Michael Noir Trawniczek
Fotos: Andreas Wiesbauer / motorline.cc

Im Winter sagte Helmut Zwickl in einem für die motorline.cc-Serie „F1-Backstage – Österreichs Formel 1-Reporter“ [in der Navigation rechts, d. Red.] abgehaltenen Interview: „Heutzutage wird jeder Kaktus im Fahrerlager interviewt. Sie interviewen sich ja schon gegenseitig...“

Nichtsdestotrotz bat motorline.cc den langjährigen Motorsport-Experten und F1-Berichterstatter im Rahmen der „Ennstal-Classic“ um ein kurzes Gespräch. Bei dem Kult-Event in der Tauern-Region fungiert Helmut Zwickl gemeinsam mit seinem Partner Michael Glöckner als Veranstalter. Die „Ennstal-Classic“ ist sein Baby – während in der F1 die unnahbare Drehkreuzerotik Überhand nimmt, bringt er jeden Sommer den Motorsport samt legendären Autos und Weltstars zu den Leuten. Die 12. „Ennstal-Classic“ hatte einmal mehr Rekordbesuch, Helmut Zwickl sitzt erschöpft in seinem für eine Woche eingerichteten Büro.

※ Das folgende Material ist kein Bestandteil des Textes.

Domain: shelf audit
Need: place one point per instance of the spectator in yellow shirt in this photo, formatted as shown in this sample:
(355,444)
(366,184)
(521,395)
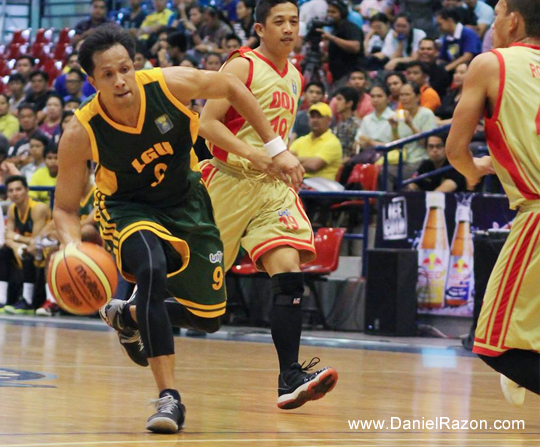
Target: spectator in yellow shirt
(153,22)
(320,151)
(45,176)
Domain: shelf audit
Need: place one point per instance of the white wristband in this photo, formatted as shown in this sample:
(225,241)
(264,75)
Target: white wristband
(275,147)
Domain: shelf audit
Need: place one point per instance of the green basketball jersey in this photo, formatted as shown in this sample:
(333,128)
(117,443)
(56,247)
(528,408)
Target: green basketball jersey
(151,163)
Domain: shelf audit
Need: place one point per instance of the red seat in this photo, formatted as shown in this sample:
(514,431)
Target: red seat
(327,244)
(64,37)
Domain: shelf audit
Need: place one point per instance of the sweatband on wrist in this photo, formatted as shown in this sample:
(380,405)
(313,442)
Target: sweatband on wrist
(275,147)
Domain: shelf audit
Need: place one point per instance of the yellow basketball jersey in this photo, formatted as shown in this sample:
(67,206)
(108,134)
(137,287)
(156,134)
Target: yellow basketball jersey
(513,131)
(277,93)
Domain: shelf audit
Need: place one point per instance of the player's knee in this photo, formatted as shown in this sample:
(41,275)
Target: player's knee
(288,288)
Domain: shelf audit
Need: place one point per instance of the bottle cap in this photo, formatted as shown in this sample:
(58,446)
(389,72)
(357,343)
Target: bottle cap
(435,199)
(463,214)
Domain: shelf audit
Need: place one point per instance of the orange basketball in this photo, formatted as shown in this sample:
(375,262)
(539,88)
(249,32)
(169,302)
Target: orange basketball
(82,278)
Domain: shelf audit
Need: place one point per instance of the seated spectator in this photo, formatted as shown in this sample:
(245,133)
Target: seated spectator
(24,66)
(40,92)
(155,21)
(74,85)
(484,13)
(232,43)
(38,144)
(45,176)
(28,121)
(357,80)
(244,28)
(416,119)
(401,44)
(345,44)
(446,111)
(418,73)
(67,116)
(313,94)
(375,129)
(212,62)
(25,220)
(449,181)
(394,82)
(346,100)
(134,18)
(9,124)
(72,63)
(53,115)
(459,44)
(213,31)
(319,152)
(16,85)
(374,41)
(98,16)
(72,104)
(439,78)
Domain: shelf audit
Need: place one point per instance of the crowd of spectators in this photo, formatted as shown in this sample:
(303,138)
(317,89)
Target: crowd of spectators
(375,71)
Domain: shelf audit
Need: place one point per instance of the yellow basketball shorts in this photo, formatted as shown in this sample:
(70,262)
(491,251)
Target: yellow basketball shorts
(259,214)
(510,315)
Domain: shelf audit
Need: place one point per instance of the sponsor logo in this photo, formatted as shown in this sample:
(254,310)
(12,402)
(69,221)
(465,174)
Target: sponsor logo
(164,123)
(216,258)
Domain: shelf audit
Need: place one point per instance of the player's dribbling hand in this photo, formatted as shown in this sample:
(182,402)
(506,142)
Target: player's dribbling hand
(289,165)
(483,166)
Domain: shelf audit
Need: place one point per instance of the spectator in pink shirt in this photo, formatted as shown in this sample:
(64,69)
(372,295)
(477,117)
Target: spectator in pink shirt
(358,80)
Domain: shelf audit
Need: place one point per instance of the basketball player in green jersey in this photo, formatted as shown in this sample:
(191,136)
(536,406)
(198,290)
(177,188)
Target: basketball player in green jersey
(154,211)
(266,216)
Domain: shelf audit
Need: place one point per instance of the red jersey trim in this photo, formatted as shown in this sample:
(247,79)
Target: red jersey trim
(269,62)
(502,78)
(502,153)
(518,44)
(509,286)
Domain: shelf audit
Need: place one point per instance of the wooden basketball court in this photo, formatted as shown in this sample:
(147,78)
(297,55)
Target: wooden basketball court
(66,382)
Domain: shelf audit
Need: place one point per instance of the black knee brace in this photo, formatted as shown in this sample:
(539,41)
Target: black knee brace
(288,288)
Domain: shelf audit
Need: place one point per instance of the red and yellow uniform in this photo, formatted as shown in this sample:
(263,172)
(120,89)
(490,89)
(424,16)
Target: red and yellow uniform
(251,209)
(509,317)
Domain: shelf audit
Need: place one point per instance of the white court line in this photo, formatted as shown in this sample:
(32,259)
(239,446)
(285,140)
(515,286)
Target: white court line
(393,441)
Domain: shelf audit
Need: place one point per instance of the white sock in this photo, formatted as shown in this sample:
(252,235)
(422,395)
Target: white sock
(28,292)
(50,296)
(3,292)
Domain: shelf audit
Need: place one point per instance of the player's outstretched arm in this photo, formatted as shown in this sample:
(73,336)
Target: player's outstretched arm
(73,153)
(477,91)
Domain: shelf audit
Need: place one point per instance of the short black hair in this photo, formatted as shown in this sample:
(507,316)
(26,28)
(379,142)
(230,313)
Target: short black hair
(101,39)
(395,73)
(17,178)
(450,13)
(41,73)
(27,56)
(379,17)
(383,87)
(530,11)
(350,94)
(79,72)
(27,105)
(316,84)
(178,40)
(262,11)
(50,149)
(423,66)
(16,77)
(42,138)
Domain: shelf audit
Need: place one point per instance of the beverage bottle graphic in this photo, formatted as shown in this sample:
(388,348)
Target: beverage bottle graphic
(460,281)
(433,254)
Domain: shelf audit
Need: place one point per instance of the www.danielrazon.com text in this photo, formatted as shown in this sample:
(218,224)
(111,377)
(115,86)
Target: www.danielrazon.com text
(438,423)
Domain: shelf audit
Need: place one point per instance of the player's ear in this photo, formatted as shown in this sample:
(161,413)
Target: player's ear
(259,29)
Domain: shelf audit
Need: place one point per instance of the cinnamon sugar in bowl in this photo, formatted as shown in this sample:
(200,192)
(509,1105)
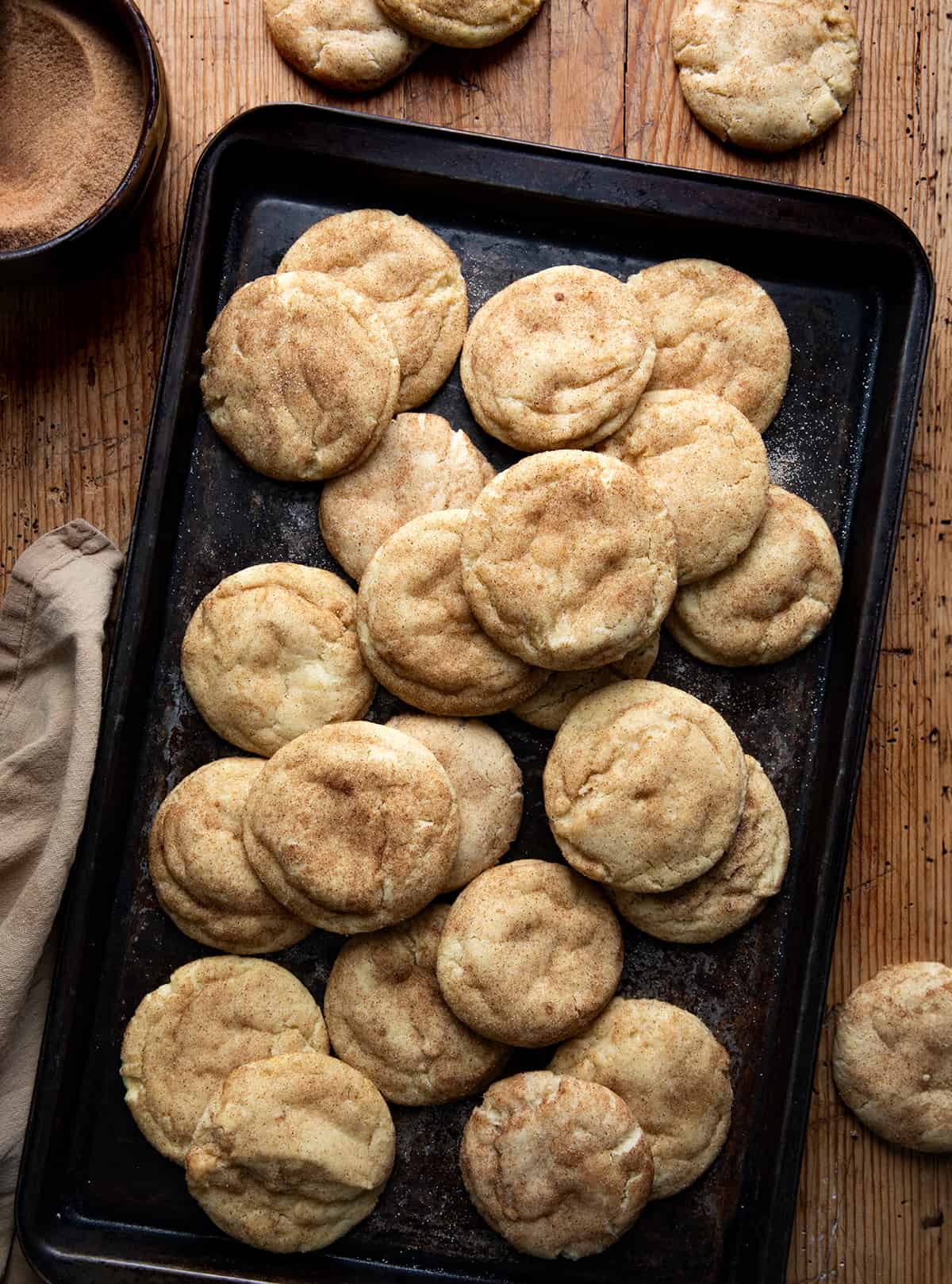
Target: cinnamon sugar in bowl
(85,122)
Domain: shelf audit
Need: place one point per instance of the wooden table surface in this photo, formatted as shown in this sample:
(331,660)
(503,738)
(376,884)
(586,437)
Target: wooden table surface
(77,374)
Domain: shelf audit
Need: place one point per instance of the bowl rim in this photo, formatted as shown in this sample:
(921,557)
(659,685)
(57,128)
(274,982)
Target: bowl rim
(151,66)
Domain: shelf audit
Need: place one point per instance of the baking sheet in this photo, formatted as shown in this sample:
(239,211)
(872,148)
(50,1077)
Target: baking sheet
(97,1202)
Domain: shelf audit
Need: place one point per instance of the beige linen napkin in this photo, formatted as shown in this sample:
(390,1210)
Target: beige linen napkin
(50,690)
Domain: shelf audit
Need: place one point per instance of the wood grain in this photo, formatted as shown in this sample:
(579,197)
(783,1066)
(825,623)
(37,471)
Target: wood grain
(77,374)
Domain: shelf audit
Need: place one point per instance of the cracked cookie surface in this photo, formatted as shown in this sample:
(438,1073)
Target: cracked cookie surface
(557,1166)
(421,465)
(557,359)
(529,954)
(892,1055)
(774,600)
(209,1017)
(671,1074)
(353,827)
(301,376)
(767,75)
(411,279)
(419,635)
(716,332)
(734,890)
(291,1153)
(644,786)
(707,463)
(201,871)
(345,44)
(388,1018)
(463,23)
(488,785)
(272,652)
(552,704)
(569,560)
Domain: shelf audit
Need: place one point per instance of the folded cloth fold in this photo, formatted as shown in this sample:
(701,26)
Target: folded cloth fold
(52,641)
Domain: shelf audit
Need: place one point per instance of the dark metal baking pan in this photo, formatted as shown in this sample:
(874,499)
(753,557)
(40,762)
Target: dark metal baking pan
(97,1203)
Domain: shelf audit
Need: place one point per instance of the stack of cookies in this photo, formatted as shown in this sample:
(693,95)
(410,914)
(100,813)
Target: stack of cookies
(359,45)
(643,497)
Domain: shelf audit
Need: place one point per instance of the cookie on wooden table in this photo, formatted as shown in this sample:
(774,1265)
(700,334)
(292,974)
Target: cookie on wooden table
(463,23)
(559,1167)
(671,1074)
(767,75)
(421,465)
(488,785)
(716,332)
(530,953)
(353,827)
(892,1055)
(386,1017)
(201,871)
(291,1153)
(557,359)
(774,600)
(707,463)
(301,376)
(209,1017)
(272,652)
(343,44)
(735,890)
(569,560)
(417,633)
(644,786)
(409,276)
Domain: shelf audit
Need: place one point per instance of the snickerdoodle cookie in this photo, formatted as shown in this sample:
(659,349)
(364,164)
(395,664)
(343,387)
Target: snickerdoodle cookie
(556,1165)
(353,827)
(557,359)
(767,75)
(708,463)
(716,332)
(892,1055)
(488,785)
(199,868)
(735,890)
(291,1153)
(530,951)
(419,635)
(421,465)
(345,44)
(640,662)
(301,376)
(569,560)
(386,1017)
(209,1017)
(409,276)
(644,786)
(671,1074)
(774,600)
(552,704)
(463,23)
(272,652)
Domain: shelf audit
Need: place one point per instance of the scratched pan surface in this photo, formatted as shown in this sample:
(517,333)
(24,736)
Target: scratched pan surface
(97,1202)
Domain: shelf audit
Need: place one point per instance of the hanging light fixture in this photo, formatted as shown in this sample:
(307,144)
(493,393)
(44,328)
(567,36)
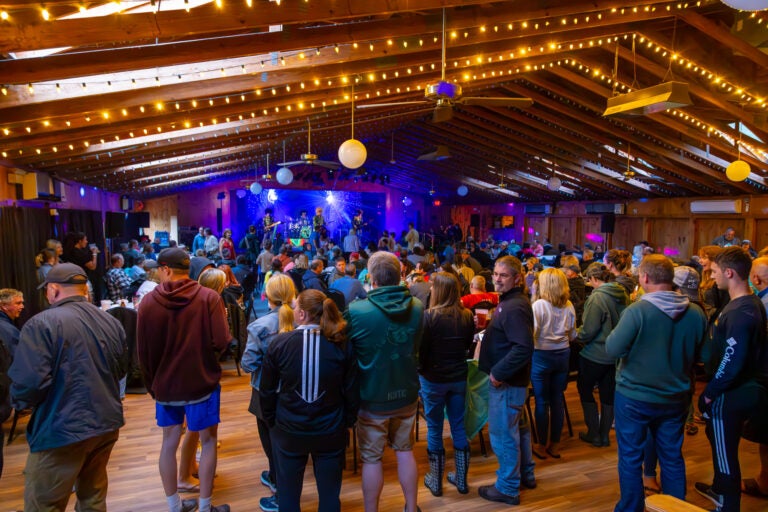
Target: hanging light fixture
(738,170)
(352,152)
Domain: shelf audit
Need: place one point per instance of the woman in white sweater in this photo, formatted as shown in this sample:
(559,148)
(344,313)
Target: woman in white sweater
(554,320)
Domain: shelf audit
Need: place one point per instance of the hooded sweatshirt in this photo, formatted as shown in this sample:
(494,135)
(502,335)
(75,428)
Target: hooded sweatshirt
(385,330)
(601,314)
(182,327)
(657,341)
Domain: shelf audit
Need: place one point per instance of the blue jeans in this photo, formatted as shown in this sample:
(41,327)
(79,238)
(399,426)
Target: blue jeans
(505,404)
(634,421)
(448,396)
(549,377)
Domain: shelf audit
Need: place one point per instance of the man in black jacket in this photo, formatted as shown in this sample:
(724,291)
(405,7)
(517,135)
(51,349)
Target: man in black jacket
(67,367)
(11,306)
(505,355)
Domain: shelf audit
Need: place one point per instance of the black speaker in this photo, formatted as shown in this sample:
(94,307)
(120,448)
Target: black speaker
(142,219)
(607,223)
(115,224)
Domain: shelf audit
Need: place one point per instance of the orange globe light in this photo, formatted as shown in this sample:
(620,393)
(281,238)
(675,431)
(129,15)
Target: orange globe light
(352,154)
(738,170)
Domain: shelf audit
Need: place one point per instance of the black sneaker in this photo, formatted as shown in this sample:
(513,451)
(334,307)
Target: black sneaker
(269,504)
(189,505)
(706,491)
(267,482)
(490,493)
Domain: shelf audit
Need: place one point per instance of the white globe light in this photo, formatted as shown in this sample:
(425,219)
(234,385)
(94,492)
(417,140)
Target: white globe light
(747,5)
(352,154)
(284,176)
(738,170)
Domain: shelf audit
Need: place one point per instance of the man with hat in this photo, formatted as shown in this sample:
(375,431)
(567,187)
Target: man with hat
(67,367)
(182,328)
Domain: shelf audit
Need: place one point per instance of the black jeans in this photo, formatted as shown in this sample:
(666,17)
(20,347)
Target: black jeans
(591,373)
(291,452)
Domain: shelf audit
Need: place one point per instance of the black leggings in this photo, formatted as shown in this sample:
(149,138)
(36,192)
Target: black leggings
(602,375)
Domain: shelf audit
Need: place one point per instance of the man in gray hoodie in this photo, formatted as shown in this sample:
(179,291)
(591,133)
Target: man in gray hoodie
(657,342)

Seit vier Jahrzehnten ist Helmut Zwickl mit der Formel 1 unterwegs. Die heutige F1 hat mit der F1 vor 40 Jahren nichts mehr gemeinsam – die Königsklasse wurde völlig kommerzialisiert, hat sich vom Publikum abgewandt, es geht nur noch um Geld und Macht. Der Leidtragende ist der Zuschauer. Helmut Zwickl gilt heute als einer der schärfsten Kritiker der Formel 1. Er nimmt sich kein Blatt vor den Mund. Derzeit wird die F1 wieder einmal umfassend reformiert – die Autos müssen eingebremst werden, Kosten müssen angeblich eingespart werden und so nebenbei möchte man die Show verbessern, sagt man zumindest. Dabei wäre die Verbesserung der Show eigentlich das Wichtigste – der Ungarn-GP hat das wieder einmal deutlich gemacht...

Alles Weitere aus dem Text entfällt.